STF inicia debate crucial sobre eleição para mandato-tampão do Rio de Janeiro
O Supremo Tribunal Federal começou a analisar nesta quarta-feira como será conduzida a eleição para o governo do Rio de Janeiro, em um julgamento que definirá o futuro político do estado após a renúncia do governador Cláudio Castro. O plenário da corte examina duas ações apresentadas pelo PSD - partido do ex-prefeito do Rio, Eduardo Paes - que questionam o processo de escolha do novo governador.
Cenário político conturbado no estado
Atualmente, o Rio de Janeiro é governado interinamente pelo presidente do Tribunal de Justiça, Ricardo Couto. A crise política se intensificou significativamente em março, quando o governador Cláudio Castro, do PL, renunciou ao cargo apenas um dia antes de o Tribunal Superior Eleitoral torná-lo inelegível por abuso de poder econômico e político nas eleições de 2022. O vice-governador, Thiago Pampolha, já havia renunciado anteriormente para assumir uma vaga no Tribunal de Contas do Rio.
Argumentos a favor do voto direto
Durante a sessão, os advogados do PSD defenderam veementemente a realização de eleições diretas. Eles alegaram que a renúncia de Cláudio Castro constituiu uma manobra política para manter o mesmo grupo no poder através de eleições indiretas. Thiago Fernandes Boverio, um dos advogados, chegou a fazer uma analogia impactante, comparando o Rio de Janeiro à Gotham City, cidade fictícia do Batman, afirmando que "é mais fácil eleger o Coringa do que o super-herói" no atual cenário.
O procurador-geral da República, Paulo Gonet, também se manifestou a favor da eleição direta. Em sua argumentação, ele sustentou que a renúncia de Castro durante o julgamento do TSE representou uma tentativa clara de fugir das consequências de uma decisão judicial em tribunal eleitoral.
Divergência entre ministros do STF
O ministro Luiz Fux iniciou a votação no processo em que atua como relator - que pede a definição das regras para eleição indireta na Assembleia Legislativa. Fux defendeu a desincompatibilização dos candidatos em um prazo de 24 horas após a renúncia do governador e o voto secreto dos deputados estaduais. Em seu voto, ele argumentou que "para evitar que a violência seja fator determinante nas eleições, o art. 14 da Carta Magna garante o voto direto e secreto para proteger o direito fundamental dos eleitores à livre escolha de seus representantes".

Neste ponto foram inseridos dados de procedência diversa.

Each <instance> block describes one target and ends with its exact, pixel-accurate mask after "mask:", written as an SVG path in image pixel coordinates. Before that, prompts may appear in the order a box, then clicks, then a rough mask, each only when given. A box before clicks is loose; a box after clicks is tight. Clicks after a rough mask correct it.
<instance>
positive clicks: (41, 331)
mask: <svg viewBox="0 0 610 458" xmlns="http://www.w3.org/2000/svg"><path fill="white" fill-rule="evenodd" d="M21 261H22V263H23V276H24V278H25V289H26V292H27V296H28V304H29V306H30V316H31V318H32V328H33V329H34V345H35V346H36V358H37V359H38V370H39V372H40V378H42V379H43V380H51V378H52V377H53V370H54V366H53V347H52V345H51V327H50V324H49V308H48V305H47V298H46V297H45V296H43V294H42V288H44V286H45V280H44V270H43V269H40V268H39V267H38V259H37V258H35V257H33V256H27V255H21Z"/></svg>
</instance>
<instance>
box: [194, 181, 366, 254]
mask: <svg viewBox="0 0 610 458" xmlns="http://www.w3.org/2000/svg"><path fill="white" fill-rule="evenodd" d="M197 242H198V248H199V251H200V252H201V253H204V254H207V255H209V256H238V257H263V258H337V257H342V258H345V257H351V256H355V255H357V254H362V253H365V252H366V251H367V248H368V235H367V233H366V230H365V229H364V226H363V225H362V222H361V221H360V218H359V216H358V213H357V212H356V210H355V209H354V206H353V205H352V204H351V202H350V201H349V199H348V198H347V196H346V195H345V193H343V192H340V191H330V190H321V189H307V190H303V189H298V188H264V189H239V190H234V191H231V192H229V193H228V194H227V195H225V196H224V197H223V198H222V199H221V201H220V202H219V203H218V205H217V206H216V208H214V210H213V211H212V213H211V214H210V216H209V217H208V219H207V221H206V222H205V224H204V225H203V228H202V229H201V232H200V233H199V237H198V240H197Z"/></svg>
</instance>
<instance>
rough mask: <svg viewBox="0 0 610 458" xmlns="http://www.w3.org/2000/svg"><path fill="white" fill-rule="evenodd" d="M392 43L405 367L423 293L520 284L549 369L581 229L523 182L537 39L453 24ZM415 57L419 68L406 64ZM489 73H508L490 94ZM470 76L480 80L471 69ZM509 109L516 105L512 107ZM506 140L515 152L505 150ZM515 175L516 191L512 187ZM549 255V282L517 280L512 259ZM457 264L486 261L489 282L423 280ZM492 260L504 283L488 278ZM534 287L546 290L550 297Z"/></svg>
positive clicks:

Já o ministro Cristiano Zanin, relator da segunda ação do PSD, abriu divergência ao votar a favor do voto aberto em uma eventual eleição indireta. Ao analisar a ação que pede eleição direta, Zanin destacou que a dupla vacância - ausência tanto do governador quanto do vice - decorreu de decisão da Justiça Eleitoral. Ele ressaltou que o TSE determinou a cassação do mandato mesmo com a renúncia de Cláudio Castro durante o julgamento.
Zanin defendeu que, neste caso específico, é aplicável o que prevê o Código Eleitoral: a realização de eleição direta. Em suas palavras: "Na minha compreensão, a renúncia do ex-governador Cláudio Castro, nas circunstâncias específicas em que ocorreu, foi praticada com nítido propósito de dissimular o caráter eleitoral da dupla vacância, buscando afastar a incidência do Código Eleitoral".
Julgamento empatado e continuação na quinta-feira
O ministro Zanin deixou em aberto o debate sobre se a eleição para o mandato-tampão deveria ocorrer imediatamente ou se haveria votação somente em outubro para governador. Em seguida, Luiz Fux votou novamente e manteve seu entendimento pela eleição indireta, divergindo explicitamente de Zanin.
O julgamento foi suspenso com um empate técnico: um voto a favor da eleição direta e um pela eleição indireta. A sessão será retomada na quinta-feira (9) com os votos dos outros oito ministros que compõem o plenário do STF, em uma decisão que promete definir os rumos políticos do Rio de Janeiro nos próximos meses.